Матч задал несколько вопросов согласно анкете:
– Кто рекомендовал вас в партию?
– При вступлении утверждался Уездным комитетом без рекомендаций в 1920 году. В 21 году при регистрации рекомендовал Пирожников и др. вступал 16 лет.
– Где находится личное дело?
– В Павлодарском Уездном Комитете.
Был ли Редозубов компетентен в политических вопросах? «По политической грамоте, – бойко ответил он, – считаю себя не ниже среднего». В июне 1922 года была произведена реорганизация Сибирской областной партийной школы в Коммунистический университет Сибири имени И. Н. Смирнова с двухгодичной программой – там и начал свое обучение Редозубов. Курс состоял из пяти предметов: политическая экономия, исторический материализм, учение о праве и государстве, история классовой борьбы и теория социалистических систем83. На V Сибирской областной партийной конференции в марте 1922 года заведующий Агитпропотделом Сиббюро Е. М. Ярославский заявил, что «политнеграмотные коммунисты, руководимые классовым инстинктом в годы войны, сейчас требуют теоретической подготовки»84. Выпускник лекторской группы 1923 года Редозубов, если верить его анкете, владел общественными науками, был знаком с «политической экономией в объеме „Капитала“, историческим материализмом и др.»
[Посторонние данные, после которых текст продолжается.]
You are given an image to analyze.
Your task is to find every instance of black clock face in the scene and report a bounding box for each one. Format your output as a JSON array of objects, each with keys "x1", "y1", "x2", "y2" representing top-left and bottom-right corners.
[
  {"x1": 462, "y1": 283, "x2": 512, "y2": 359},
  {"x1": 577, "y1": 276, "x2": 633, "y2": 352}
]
Редозубов свидетельствовал, что он поддерживает переписку с Ширяевым «через период в 2 недели» и что «в письмах бывают вопросы политического характера».
– Разделяет ли Ваши взгляды товарищ, которому Вы пишете?
– Об этом я не могу сказать, т. к. он может и не разделять этого полностью, но частично разделяет по той информации, которая дается мной.